Figure 1: Map of the Santa Barbara Channel. The blue box outlines the following coordinates 33.85°- 34.59°N, 118.80°- 120.65°W

Nutrient observations taken on different temporal scales were aggregated to year and quarter (Quarter 1 = Jan - Mar, Quarter 2 = Apr - Jun, Quarter 3 = Jul - Sep, Quarter 4 = Oct - Dec). Where the same point was sampled more than once in one quarter the mean of the values was reported for that point in that year and quarter. All nutrient data set files were then combined by stacking the rows of each data set together for CSV export. Additionally nutrient observations were converted from point format to raster format at a resolution of 0.008° by assigning the value at that point to the grid cell it intersects for continuity with other data sets.

Data on kelp area and kelp biomass were extracted from a netCDF file and assembled into a data frame. This data frame was then converted into two rasterStacks. Values within these rasterStacks were aggregated by sum from the original resolution of 30 m to roughly the desired resolution and then resampled to the exact resolution of 0.008° (approximately 1 km). The original temporal resolution was year and quarter and was not changed. Depth estimates as of 2022 were resampled from 15 arcsecond resolution to 0.008°. SST data were aggregated from daily estimates to year and quarter by taking the mean of all daily estimates that were within the quarter for each grid cell and resampled to 0.008° resolution using the nearest neighbor method. The combined nutrient point observations were intersected with the kelp area, kelp biomass, depth, and SST rasters to estimate values for these variables at each point and exported in CSV format.

Point observations of nutrients were interpolated using inverse distance weighting with an inverse distance power of 1. Measurements of nitrate and nitrite were combined by summing to create total nitrogen measurement. Points were aggregated over all years by quarter to maximize the number of observations available to estimate the nutrient concentration. This assumes that nutrient concentrations in the same location in different years would be roughly the same, and is a notable limitation of this method. For phosphate and nitrogen the maximum distance a cell could be from a data point and still have a value estimated (hereafter referred to as the maximum distance parameter) was set to 0.008° (approx. 10 km) (Brzezinksi et al., 2013; Peters et al., 2019). The maximum distance parameter for ammonium was set to 0.04° because it is more spatially variable than phosphate and nitrogen (Brzezinksi et al., 2013; Peters et al., 2019). Values were estimated for cells within 5 km (Fig. 2) of the Santa Barbara coastline at a resolution of 1 km, however the estimate could be based on point values that were further away, up to the maximum distance parameter set for the nutrient being estimated.

Figure 2: Map of Interpolation Area. Interpolation was done within 5 km of the Santa Barbara Coast.
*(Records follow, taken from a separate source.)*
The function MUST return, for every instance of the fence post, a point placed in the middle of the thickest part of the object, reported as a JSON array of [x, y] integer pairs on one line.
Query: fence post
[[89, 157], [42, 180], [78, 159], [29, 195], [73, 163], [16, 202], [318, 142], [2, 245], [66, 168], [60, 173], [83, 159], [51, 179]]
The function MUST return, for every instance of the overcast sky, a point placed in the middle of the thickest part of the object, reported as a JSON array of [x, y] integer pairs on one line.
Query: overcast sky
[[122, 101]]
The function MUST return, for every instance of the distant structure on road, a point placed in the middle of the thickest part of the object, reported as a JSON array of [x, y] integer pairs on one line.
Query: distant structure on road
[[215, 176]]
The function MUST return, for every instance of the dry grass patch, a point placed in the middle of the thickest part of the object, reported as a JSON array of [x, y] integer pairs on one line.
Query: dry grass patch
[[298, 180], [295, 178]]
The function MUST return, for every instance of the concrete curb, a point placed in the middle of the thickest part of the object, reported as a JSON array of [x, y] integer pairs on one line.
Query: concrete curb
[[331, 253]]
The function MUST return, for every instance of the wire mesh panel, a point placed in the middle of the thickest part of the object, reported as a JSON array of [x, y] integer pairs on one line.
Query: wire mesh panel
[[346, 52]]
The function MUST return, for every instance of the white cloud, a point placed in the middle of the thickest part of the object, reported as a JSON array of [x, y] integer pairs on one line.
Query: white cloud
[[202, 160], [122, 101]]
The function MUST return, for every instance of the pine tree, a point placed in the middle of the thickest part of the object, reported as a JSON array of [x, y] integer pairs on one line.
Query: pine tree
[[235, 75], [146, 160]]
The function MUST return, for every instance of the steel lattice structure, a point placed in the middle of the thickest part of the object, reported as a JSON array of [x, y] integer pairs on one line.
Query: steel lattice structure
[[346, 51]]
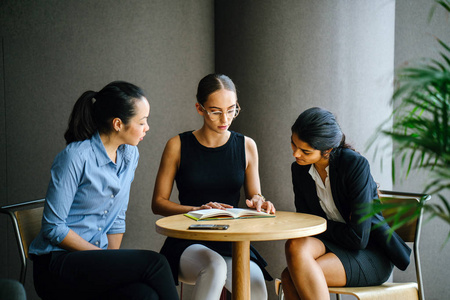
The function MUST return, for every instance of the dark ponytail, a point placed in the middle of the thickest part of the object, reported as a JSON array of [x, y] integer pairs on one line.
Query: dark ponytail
[[212, 83], [94, 111], [319, 128]]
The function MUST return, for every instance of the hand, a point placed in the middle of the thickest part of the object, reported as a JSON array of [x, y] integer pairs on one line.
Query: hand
[[216, 205], [258, 202]]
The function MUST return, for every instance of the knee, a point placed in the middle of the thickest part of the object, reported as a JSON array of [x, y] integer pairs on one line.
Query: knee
[[297, 246], [285, 276], [216, 268], [293, 246]]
The interpolated area is shown in green.

Year and quarter raster data for nutrients, SST, kelp area, and kelp biomass were converted to tabular format by assigning the value of each grid cell to a latitude and longitude within that grid cell. Estimates of depth as of 2022 were converted to tabular format in the same way and joined to the nutrient, SST, kelp area, and kelp biomass data. This was exported as a single file in CSV format.
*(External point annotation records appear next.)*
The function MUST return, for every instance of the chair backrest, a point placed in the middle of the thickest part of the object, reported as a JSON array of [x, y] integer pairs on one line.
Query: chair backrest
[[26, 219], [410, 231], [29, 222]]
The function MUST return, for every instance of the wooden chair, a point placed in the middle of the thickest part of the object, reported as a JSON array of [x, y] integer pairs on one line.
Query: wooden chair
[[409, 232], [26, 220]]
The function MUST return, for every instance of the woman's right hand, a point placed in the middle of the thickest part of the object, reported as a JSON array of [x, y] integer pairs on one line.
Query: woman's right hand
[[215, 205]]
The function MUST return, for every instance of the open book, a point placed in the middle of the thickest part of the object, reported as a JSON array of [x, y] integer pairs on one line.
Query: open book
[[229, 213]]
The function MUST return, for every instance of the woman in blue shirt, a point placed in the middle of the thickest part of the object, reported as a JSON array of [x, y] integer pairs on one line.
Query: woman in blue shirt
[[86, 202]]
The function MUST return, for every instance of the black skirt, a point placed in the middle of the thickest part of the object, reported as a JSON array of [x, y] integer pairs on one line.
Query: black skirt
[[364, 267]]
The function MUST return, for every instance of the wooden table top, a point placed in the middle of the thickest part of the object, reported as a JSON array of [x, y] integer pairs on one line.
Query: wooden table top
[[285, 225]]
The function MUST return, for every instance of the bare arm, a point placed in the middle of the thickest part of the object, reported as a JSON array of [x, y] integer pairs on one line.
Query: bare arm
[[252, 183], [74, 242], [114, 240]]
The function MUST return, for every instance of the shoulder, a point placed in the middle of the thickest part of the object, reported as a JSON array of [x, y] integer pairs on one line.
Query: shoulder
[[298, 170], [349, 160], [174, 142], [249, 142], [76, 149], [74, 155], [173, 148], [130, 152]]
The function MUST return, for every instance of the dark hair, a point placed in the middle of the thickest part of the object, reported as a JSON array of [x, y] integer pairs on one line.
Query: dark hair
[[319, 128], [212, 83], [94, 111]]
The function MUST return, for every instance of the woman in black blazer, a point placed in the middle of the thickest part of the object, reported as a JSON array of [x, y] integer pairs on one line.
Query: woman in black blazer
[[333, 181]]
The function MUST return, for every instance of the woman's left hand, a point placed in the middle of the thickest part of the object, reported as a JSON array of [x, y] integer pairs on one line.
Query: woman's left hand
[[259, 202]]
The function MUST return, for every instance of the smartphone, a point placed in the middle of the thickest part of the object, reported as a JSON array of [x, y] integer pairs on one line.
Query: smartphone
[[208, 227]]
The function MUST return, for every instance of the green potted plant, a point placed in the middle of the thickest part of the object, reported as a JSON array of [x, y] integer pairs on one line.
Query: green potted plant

Substrate data stored in a shapefile were reclassified to rock substrate, soft substrate, mixed substrate, and anthropogenic substrate based on the reported induration or description of each polygon. The reclassified data were then converted to raster at a resolution of 0.00003° (approximately 3.3 m). Substrate data stored as Esri layer files were loaded into QGIS and saved as GeoTIFF files. These rasters (riginal resolutions of 2 m, 3 m, or 5 m) were resampled using the nearest neighbor method to 0.00003° resolution. The resulting files were combined and exported in GeoTIFF format.

The final synthesized data set was provided in CSV and GeoTIFF rasterStack formats. The CSV format contained one file with the observed nutrient concentrations and SST aggregated to year and quarter, with estimates of kelp area, kelp biomass, and depth added for each point as described above. The GeoTIFF format contains a series of raster bricks where each brick contains the measurements for one variable and each layer in a stack represents a year and quarter. The variables contained in the series are kelp area, kelp biomass, nutrients, and SST. This series of raster stacks was combined in CSV format where each row represents the value of a cell at a year and quarter and each column represents a variable. The combined substrate file is provided separately because the observations are categorical with discrete boundaries and could not be resampled to 0.008° resolution and maintain accuracy of all substrate categories (The soft substrate category covers much larger continuous areas compared to hard, mixed, and anthropogenic and was converted to 0.008° resolution for analysis).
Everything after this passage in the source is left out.